En el momento de entrar Borís, el príncipe Andréi, entornados despectivamente los ojos —con esa especial expresión de cansada cortesía que dice abiertamente: “No hablaría con usted si no tuviese la obligación de hacerlo"—, escuchaba a un viejo general ruso con muchas condecoraciones que, casi de puntillas, estirado, con el rostro enrojecido y una casi humilde expresión obsequiosa, informaba de algo al príncipe Andréi.

–Muy bien... Tenga la bondad de esperar– dijo al general en ruso, pero con pronunciación francesa que empleaba cuando quería expresar desdén; al darse cuenta de la presencia de Borís, dejó de atender al general (que seguía suplicándole que lo escuchara) y lo saludó alegremente.

En ese instante Borís comprendió con toda claridad lo que presentía desde el principio: que en el ejército, además de la subordinación y la disciplina escrita en los reglamentos, enseñada en el regimiento y tan conocida por él, existía otra subordinación más esencial: la que obligaba al general, de rostro cárdeno y abotagado, a esperar respetuosamente, mientras que un capitán, el príncipe Andréi, encontraba más oportuno, para satisfacción propia, charlar con el subteniente Drubetskói. Ahora más que nunca Borís hizo firme propósito de obedecer esa subordinación no escrita, y no la fijada en los reglamentos. Intuyó en ese momento que el hecho de ser recomendado al príncipe Andréi lo hacía superior a ese general que, en otras circunstancias, en el frente, habría podido aniquilar a un subteniente de la Guardia.
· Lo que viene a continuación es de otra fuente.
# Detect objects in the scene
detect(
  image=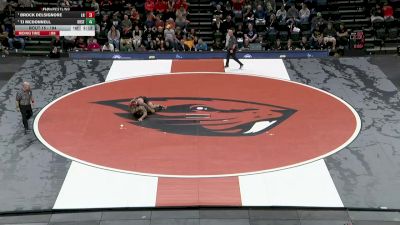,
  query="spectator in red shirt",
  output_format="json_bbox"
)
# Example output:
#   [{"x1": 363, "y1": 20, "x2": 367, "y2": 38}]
[
  {"x1": 75, "y1": 37, "x2": 87, "y2": 51},
  {"x1": 87, "y1": 38, "x2": 101, "y2": 52},
  {"x1": 232, "y1": 0, "x2": 244, "y2": 18},
  {"x1": 131, "y1": 7, "x2": 140, "y2": 25},
  {"x1": 154, "y1": 14, "x2": 165, "y2": 27},
  {"x1": 154, "y1": 0, "x2": 168, "y2": 13},
  {"x1": 383, "y1": 2, "x2": 394, "y2": 20},
  {"x1": 144, "y1": 0, "x2": 155, "y2": 12},
  {"x1": 175, "y1": 0, "x2": 189, "y2": 10}
]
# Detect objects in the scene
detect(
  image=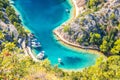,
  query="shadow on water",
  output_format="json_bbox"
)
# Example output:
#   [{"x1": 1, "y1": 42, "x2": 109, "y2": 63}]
[{"x1": 65, "y1": 57, "x2": 82, "y2": 64}]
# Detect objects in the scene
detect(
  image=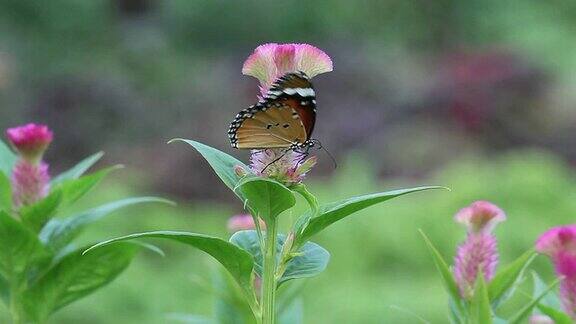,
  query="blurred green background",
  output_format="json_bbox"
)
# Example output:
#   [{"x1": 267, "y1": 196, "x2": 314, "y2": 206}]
[{"x1": 0, "y1": 0, "x2": 576, "y2": 324}]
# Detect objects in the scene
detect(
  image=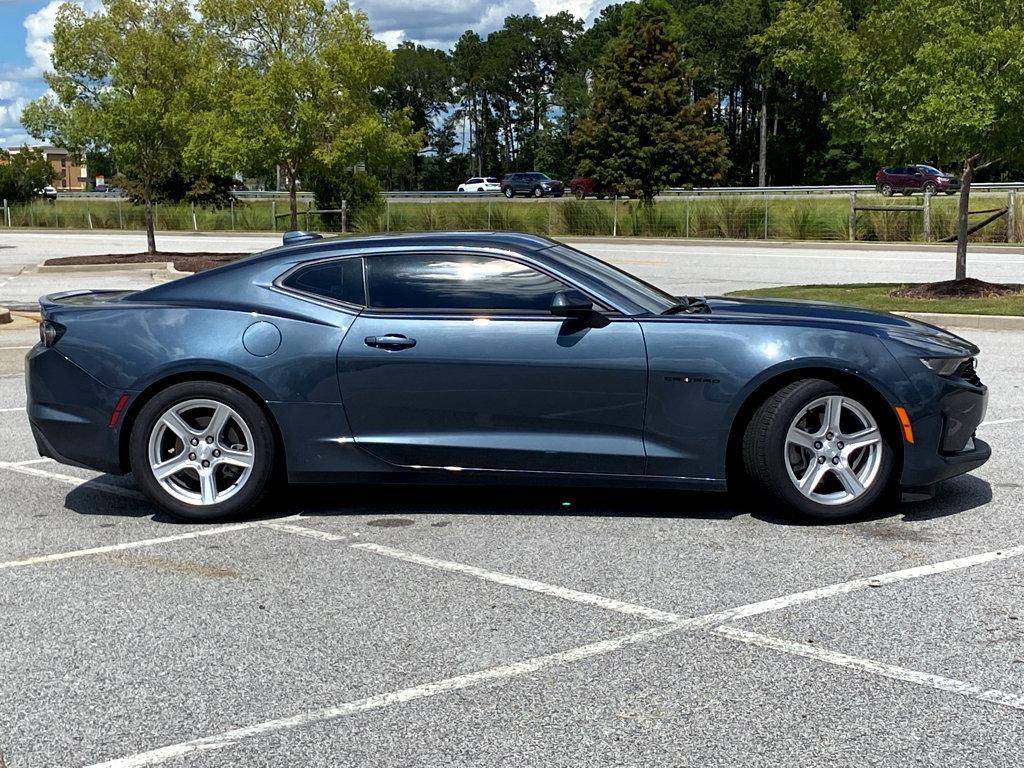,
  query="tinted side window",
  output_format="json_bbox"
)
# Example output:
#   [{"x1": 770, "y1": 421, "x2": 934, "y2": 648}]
[
  {"x1": 285, "y1": 258, "x2": 366, "y2": 304},
  {"x1": 366, "y1": 254, "x2": 567, "y2": 312}
]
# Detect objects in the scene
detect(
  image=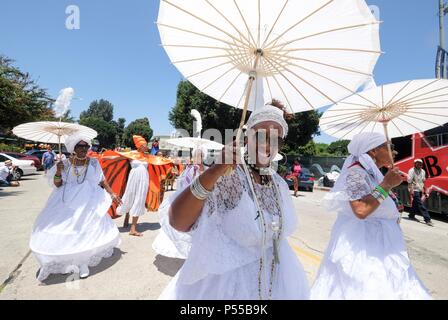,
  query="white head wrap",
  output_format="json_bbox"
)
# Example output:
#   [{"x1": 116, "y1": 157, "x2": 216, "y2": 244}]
[
  {"x1": 191, "y1": 147, "x2": 207, "y2": 161},
  {"x1": 247, "y1": 105, "x2": 288, "y2": 138},
  {"x1": 64, "y1": 132, "x2": 92, "y2": 153},
  {"x1": 323, "y1": 132, "x2": 387, "y2": 211}
]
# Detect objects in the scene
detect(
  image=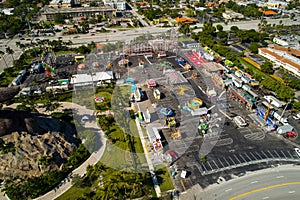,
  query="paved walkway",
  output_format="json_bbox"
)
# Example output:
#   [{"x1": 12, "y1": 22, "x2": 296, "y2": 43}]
[
  {"x1": 0, "y1": 102, "x2": 109, "y2": 200},
  {"x1": 135, "y1": 118, "x2": 161, "y2": 197}
]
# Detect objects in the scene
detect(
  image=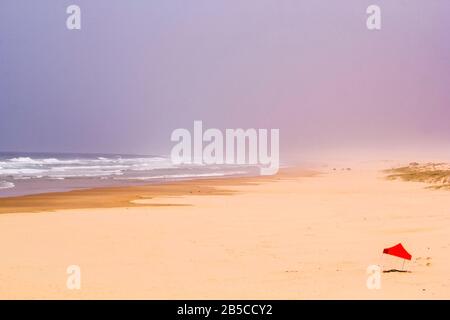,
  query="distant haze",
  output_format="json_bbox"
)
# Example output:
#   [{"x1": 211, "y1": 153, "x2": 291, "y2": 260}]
[{"x1": 0, "y1": 0, "x2": 450, "y2": 160}]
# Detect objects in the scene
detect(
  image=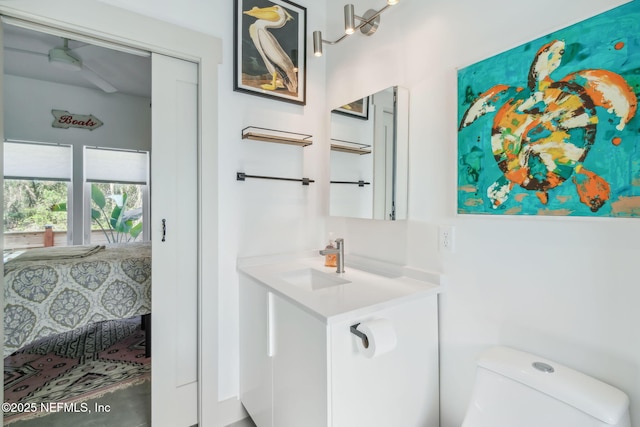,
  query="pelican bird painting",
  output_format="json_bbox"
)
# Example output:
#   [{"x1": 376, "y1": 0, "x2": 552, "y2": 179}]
[{"x1": 242, "y1": 5, "x2": 298, "y2": 93}]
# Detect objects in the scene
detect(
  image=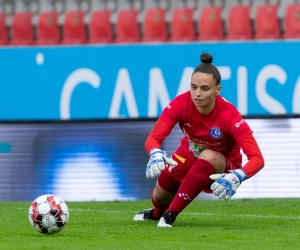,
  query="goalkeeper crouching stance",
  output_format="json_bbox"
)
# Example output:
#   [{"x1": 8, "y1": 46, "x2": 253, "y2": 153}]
[{"x1": 134, "y1": 53, "x2": 264, "y2": 227}]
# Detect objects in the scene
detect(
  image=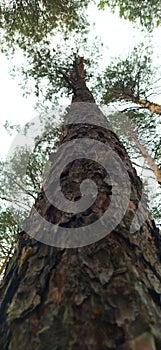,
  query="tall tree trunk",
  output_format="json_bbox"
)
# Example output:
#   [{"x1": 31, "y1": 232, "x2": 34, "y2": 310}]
[{"x1": 0, "y1": 58, "x2": 161, "y2": 350}]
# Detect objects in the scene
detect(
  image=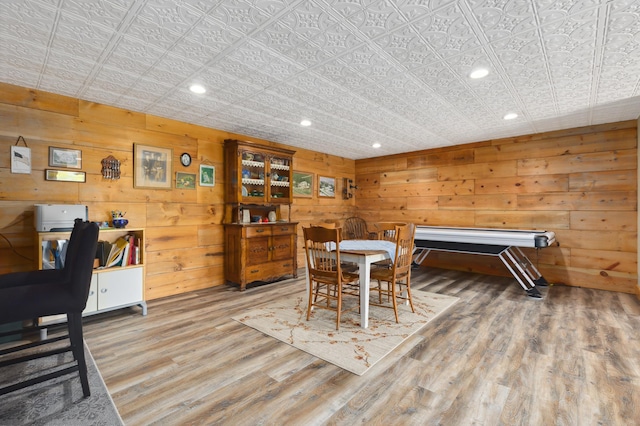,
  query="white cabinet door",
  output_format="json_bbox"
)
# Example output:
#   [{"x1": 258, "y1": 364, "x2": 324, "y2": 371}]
[
  {"x1": 98, "y1": 268, "x2": 143, "y2": 310},
  {"x1": 82, "y1": 274, "x2": 98, "y2": 314}
]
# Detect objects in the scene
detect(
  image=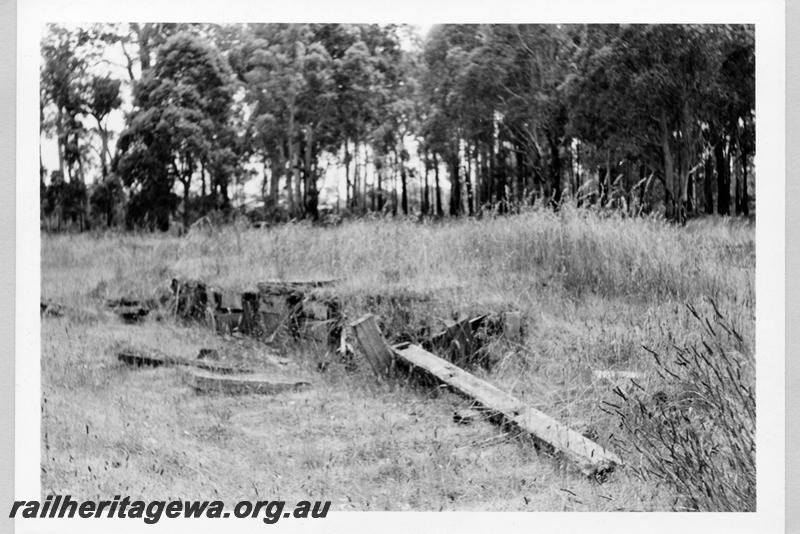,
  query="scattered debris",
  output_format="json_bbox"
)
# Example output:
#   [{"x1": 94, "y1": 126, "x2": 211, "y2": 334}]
[
  {"x1": 350, "y1": 313, "x2": 394, "y2": 378},
  {"x1": 592, "y1": 369, "x2": 644, "y2": 382},
  {"x1": 186, "y1": 369, "x2": 311, "y2": 395},
  {"x1": 39, "y1": 299, "x2": 66, "y2": 317},
  {"x1": 117, "y1": 347, "x2": 253, "y2": 374},
  {"x1": 392, "y1": 345, "x2": 622, "y2": 476},
  {"x1": 453, "y1": 408, "x2": 486, "y2": 425}
]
El príncipe Bolkonski se acercó a Borís y le estrechó la mano.

–Lástima que no me encontrara ayer. Tuve que pasar todo el día con los alemanes; fui con Weyrother a revisar el cumplimiento de la orden de operaciones, y cuando los alemanes se ponen en plan meticuloso, no acaban nunca.

Borís sonrió como si comprendiera las alusiones del príncipe, pero hasta aquel entonces no había oído hablar de Weyrother ni de la orden de operaciones.

–¿Así pues, amigo mío, quiere ser ayudante de campo? He pensado en usted durante este tiempo.

–Sí, yo había pensado– dijo Borís, ruborizándose de pronto —solicitar que me admitieran de ayudante del general en jefe; él ha recibido una carta del príncipe Kuraguin hablándole de mí; lo querría– añadió como excusándose, —porque temo que la Guardia no entre en combate.

–Bien, bien, hablaremos de todo– dijo el príncipe Andréi. —Permítame únicamente que anuncie a este señor y estoy con usted.

Y mientras el príncipe Andréi fue a cumplir su cometido: anunciar al general de rostro colorado, éste, que indudablemente no compartía las ideas de Borís sobre ventajas de la subordinación no escrita, miró de tal manera al atrevido subteniente que había osado interrumpir su conversación con el príncipe Andréi que Borís se sintió embarazado. Se alejó un tanto y esperó con impaciencia a que el príncipe Andréi saliera del despacho del general en jefe.